The Right To Food Campaign has five key demands which, if implemented by Government, would be a huge step towards eradicating hunger.
These are:

  1. Universal free school meals. No child should go hungry and the Right To Food campaign is calling for free school meals for every child.
  2. Government to state how much of minimum wages and benefits (on which people are expected to live) is for food. The Right To Food Campaign wants Government to reveal how much money is factored in for food when setting minimum/living wages and benefits.
  3. Independent enforcement of legislation. Right To Food legislation must be accompanied by oversight and enforcement powers granted to a new independent regulatory body that will hold Government to account.
  4. Community Kitchens. The Right To Food Campaign believes Community Kitchens provide a workable solution to food poverty. Government should fund dining clubs and ‘meals-on-wheels’ services for the elderly and vulnerable, school holiday meals for those most in need and cookery clubs for the wider community.
  5. Ensured food security. Government must ensure food security and take this into account when setting competition, planning, transport, local government and all other policy.

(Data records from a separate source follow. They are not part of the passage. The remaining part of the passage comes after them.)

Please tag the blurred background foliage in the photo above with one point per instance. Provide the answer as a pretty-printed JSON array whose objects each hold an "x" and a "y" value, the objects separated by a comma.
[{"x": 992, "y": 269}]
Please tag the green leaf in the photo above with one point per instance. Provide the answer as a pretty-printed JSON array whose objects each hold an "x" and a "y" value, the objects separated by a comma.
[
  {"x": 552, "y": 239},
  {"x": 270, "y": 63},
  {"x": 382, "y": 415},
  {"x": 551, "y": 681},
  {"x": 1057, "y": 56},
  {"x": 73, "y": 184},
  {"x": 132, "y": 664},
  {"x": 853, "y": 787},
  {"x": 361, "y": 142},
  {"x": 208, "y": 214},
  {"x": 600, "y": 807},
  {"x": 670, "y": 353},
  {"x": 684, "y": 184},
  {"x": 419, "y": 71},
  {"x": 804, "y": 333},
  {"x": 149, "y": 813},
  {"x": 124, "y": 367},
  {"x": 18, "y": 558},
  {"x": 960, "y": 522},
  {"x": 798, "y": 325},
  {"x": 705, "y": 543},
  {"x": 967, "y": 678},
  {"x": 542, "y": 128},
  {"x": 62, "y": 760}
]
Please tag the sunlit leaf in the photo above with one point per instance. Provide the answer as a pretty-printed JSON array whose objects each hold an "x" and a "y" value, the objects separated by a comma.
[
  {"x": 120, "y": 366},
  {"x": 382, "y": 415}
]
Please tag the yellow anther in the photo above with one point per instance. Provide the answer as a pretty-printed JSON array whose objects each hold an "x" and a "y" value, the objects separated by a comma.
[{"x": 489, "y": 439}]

The campaign has gone from strength to strength over the last 24 months.
Collaboration with councils, trade unions, football clubs, faith leaders, community groups, health workers, local businesses, politicians, and many more, has built pressure on the Government through collective action and solidarity, including:

  1. 25 Right to Food cities and towns: Since Liverpool became the first ‘Right to Food City’ in the UK in 2021, there are now 25 areas signed up, and millions of people who can say they live in a Right to Food city. Right to Food cities and towns now include: Liverpool, Liverpool Combined Authority, Manchester, Greater Manchester Combined Authority, Rotherham, Brighton and Hove, St Helens, Preston, Lancaster, Durham, Newcastle, Portsmouth, Totnes, Coventry, Sheffield, Birmingham, Haringey, Brent, Lewisham, Lambeth, Hackney, Southwark, Islington, Cumberland and Southampton.
  2. 53,000 people: signed a petition to Parliament demanding a Right to Food in UK law.
  3. 59 MPs: signed a Motion in Parliament calling for a Right to Food Trade Union Congress: representing more than 5.5 million workers, passed a motion supporting our calls for a Right to Food.
  4. Downing Street: campaigners from across the country came to Downing Street to hand in our open letter demanding a Right to Food and our key campaign requests, including Universal Free School Meals.